Most of these drugs work by targeting downstream mediators of the renin-angiotensin-aldosterone system (RAAS), which plays a central role in controlling blood pressure. Alnylam’s subcutaneously administered RNAi drug acts further upstream by silencing synthesis of angiotensinogen in the liver.

Phase II Studies

The KARDIA-1 monotherapy trial is looking at four dosing schedules (150mg every six months, 300mg every six months or every three months, and 600mg every six months).

The study’s primary efficacy endpoint is change from baseline SBP after three months of treatment. Key secondary and exploratory endpoints include blood pressure reduction at six months, time-adjusted change in blood pressure, and change in day-time average and night-time average blood pressure.

The current benchmark of standard treatments is SBP reduction of around 4-16mmHg, depending on the drug class. Thus key opinion leaders spoken to by Barclays analysts this month (as part of a deep dive investor note into the candidate) believe KARDIA-1 would need to achieve around 20mmHg unadjusted or 10mmHg placebo-adjusted SBP reduction, with around 50-80% of patients being well-controlled on study.

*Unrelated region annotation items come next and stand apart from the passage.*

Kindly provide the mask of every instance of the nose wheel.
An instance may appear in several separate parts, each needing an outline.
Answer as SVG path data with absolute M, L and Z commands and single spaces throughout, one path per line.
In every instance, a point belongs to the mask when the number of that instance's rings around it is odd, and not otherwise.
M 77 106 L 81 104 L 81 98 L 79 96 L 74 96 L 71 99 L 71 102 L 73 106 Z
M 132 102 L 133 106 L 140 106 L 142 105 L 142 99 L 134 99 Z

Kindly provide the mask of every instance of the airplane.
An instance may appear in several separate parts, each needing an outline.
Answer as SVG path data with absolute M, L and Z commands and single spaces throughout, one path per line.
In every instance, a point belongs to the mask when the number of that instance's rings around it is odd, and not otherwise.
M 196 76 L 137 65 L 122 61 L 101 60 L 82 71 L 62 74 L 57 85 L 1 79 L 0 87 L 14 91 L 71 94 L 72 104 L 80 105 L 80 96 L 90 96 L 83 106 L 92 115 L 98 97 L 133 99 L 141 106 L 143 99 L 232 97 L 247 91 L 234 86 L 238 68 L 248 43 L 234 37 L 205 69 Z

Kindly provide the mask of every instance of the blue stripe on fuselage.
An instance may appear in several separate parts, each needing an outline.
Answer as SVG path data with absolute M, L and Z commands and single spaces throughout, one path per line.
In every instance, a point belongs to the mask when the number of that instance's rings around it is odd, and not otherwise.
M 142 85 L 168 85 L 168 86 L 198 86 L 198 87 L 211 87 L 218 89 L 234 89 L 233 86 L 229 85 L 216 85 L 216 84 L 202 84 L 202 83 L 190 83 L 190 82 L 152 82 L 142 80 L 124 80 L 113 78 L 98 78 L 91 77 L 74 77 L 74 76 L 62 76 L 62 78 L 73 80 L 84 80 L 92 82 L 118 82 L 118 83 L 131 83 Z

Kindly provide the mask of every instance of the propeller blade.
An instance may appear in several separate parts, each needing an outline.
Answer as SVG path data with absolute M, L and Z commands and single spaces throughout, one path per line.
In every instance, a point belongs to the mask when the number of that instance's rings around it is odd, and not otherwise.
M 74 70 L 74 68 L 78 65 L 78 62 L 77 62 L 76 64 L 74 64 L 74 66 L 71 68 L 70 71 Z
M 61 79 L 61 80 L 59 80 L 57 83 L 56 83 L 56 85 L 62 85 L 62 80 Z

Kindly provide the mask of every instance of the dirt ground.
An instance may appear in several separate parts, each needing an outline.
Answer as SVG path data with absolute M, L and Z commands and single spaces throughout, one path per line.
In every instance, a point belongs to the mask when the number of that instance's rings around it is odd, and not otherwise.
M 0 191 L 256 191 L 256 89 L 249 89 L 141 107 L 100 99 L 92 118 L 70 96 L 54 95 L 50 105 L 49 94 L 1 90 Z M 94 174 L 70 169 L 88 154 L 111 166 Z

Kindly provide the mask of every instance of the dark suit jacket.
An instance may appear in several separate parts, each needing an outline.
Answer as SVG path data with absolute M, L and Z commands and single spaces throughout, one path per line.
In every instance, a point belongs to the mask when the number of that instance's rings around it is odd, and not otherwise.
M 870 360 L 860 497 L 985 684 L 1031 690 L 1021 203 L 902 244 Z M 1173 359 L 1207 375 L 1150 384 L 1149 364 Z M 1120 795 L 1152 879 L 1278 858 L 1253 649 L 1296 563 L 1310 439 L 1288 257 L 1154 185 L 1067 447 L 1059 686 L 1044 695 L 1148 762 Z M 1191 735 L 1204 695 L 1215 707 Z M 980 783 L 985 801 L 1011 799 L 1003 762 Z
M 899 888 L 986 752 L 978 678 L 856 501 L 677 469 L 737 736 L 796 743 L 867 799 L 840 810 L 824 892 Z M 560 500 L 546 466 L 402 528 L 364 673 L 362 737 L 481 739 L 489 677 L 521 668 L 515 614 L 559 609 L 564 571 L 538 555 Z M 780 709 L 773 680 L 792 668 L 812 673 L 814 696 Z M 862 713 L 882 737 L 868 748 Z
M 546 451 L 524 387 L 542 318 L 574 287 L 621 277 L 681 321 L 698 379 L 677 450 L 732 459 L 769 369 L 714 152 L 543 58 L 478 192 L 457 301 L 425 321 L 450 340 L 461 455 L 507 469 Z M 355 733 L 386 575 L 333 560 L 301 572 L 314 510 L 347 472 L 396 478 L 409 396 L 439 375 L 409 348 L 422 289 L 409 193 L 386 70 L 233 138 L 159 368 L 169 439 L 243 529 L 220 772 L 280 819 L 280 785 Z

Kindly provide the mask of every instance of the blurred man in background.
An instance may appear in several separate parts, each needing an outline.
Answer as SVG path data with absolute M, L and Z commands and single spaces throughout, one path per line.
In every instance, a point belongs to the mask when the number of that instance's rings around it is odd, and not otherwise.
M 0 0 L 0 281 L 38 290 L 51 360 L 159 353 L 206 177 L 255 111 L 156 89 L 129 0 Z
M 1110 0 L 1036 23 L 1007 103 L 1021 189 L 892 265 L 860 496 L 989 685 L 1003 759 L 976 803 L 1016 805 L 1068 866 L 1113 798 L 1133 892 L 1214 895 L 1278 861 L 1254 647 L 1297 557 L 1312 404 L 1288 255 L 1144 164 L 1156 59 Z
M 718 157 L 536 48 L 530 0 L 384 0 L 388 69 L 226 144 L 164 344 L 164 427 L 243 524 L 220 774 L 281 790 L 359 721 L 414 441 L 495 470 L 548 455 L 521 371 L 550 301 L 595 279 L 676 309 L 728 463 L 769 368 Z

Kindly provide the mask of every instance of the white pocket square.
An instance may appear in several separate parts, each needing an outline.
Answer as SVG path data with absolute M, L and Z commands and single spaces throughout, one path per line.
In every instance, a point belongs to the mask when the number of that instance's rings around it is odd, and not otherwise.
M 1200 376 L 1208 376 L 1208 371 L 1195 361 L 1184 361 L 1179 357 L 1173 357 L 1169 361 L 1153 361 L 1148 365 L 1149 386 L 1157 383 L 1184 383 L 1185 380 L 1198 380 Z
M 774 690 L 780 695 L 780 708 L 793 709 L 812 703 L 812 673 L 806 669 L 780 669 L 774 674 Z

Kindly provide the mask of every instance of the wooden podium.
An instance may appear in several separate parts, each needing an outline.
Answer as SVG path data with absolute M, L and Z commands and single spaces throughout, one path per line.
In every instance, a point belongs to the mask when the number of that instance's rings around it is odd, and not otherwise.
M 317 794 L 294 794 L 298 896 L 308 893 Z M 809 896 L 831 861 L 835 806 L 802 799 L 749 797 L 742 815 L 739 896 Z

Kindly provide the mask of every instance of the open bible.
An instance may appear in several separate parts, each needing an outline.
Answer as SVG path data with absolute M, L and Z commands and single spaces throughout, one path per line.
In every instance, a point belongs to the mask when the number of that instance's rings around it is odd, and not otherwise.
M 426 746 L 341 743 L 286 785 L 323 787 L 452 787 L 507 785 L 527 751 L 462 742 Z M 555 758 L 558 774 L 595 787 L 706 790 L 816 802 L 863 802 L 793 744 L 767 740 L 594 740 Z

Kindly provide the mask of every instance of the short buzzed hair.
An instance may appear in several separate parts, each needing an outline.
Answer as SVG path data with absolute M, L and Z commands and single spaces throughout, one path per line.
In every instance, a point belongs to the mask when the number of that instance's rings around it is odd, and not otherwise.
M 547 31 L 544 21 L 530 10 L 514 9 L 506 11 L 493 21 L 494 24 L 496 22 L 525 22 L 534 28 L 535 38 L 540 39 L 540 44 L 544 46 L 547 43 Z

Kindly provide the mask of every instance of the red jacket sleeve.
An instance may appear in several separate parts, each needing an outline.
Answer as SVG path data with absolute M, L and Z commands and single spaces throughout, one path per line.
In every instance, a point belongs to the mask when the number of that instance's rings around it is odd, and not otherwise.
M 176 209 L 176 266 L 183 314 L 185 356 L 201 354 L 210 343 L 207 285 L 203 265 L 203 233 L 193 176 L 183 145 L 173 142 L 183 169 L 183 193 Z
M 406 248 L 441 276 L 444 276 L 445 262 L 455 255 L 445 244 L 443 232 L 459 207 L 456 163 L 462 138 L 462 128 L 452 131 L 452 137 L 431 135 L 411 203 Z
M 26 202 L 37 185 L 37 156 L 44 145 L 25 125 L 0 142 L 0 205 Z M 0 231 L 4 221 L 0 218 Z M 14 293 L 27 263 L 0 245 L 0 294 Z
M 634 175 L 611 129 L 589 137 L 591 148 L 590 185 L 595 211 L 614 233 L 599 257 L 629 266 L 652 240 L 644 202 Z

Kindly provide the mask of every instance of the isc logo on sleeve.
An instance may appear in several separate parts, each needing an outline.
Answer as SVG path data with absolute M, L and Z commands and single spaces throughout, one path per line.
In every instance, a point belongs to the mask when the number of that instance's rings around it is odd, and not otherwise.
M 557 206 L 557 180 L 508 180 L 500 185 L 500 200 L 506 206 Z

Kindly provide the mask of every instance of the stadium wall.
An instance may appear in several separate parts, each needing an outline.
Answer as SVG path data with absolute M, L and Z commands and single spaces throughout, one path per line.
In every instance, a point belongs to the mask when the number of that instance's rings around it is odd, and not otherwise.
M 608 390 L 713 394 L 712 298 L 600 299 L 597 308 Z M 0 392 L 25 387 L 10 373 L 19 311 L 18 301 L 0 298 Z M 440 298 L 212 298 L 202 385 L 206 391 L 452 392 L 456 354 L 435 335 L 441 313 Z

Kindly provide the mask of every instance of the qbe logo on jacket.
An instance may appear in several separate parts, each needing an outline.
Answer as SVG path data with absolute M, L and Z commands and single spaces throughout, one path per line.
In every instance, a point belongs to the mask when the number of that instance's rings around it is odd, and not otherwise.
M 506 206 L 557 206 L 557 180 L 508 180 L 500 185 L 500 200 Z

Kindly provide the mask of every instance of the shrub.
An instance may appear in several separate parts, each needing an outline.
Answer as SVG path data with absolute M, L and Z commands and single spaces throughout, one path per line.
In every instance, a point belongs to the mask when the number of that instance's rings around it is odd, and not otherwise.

For KARDIA-2, the KOLs said a SBP/DBP reduction of 30/15mmHg with around two-thirds of patients in the normotensive range for combination therapies would be needed on top of standard therapy in order to be potentially practice-changing.

This study is looking at a combinations with a variety of standard-of-care treatments. Alnylam has indicated its expects zilebesiran to demonstrate extra benefits, which would vary according to the combination.

For those taking the drug in combination with indapamide, its expects a ≥10mmHg reduction, an extra ≥8mmHg for those taking amlodipine, and additional reduction of 5-6mmHg for a olmesartan cohort.

There remains a question about how far into frontline treatment Alnylam could take zilebesiran. The answer to that question is crucial to the drug's long-term prospects, as the more limited field of resistant hypertension treatment is being pursued by competitors, including Idorsia with its Phase III asset aprocitentan and Novartis with its XXB-750 in Phase II.

Alnylam is keen to talk up its candidate’s good safety profile, and its potential to help address the common compliance problem thanks to its twice-yearly administration. The company has also forecast that a 5mmHg reduction in patients could translate into a reduction in heart attacks and strokes of up to 10%, though this would have to be addressed in a later large-scale Phase III cardiovascular outcomes study.